Chronic Gut Pain in Kids Tied to Mood Disorder
Children with recurrent abdominal pain often have anxiety and depression, according to findings from a small study.
Dr. John V. Campo and colleagues from the University of Pittsburgh Medical Center, in Pennsylvania, examined 42 children between 8 and 15 years old who were seen in primary care practice because of chronic abdominal pain. For comparison purposes, they were matched to 38 similar kids being seen for routine care. The children in the pain group were considerably more likely than the comparison group to have a psychiatric diagnosis, the investigators report in the journal Pediatrics.
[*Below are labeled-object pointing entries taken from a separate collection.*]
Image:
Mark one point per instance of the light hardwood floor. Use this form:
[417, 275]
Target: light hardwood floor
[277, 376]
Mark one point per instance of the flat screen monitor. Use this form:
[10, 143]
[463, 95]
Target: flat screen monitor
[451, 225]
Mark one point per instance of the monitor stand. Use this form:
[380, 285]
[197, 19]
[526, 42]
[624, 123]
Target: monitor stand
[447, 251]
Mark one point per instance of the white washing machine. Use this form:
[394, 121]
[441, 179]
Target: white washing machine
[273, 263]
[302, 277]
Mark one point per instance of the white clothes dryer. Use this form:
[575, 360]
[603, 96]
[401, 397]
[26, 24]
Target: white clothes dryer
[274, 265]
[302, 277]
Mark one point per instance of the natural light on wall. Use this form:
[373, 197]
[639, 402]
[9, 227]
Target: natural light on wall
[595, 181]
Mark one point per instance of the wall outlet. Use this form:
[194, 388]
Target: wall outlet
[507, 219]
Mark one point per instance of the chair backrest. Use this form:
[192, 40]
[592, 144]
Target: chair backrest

Of the 42 children with abdominal pain, 33 had an anxiety disorder and 18 had a depressive disorder. Also, levels of anxiety and depressive symptoms were higher in the children with recurrent pain, and they had a greater degree of functional impairment, according to the authors. On average, the complaints of abdominal pain began at 9 years of age, whereas the first recognition of definite anxiety disorder was at 6.25 years of age, and definite depressive disorder at 9.5 years old, Campo’s group found. “Anxiety disorder was significantly more likely to precede the onset of recurrent abdominal pain, developing a mean of 35.2 months beforehand,” the researchers point out. These findings have important implications for treating children with recurrent abdominal pain, they say. Since the “vast majority of affected children will have anxiety or a depressive disorder,” they write, treatments that deal with both the physical and emotional distress “thus seem ideal.” (Source: Pediatrics: Reuters Health: MedLine Plus: April 2004.)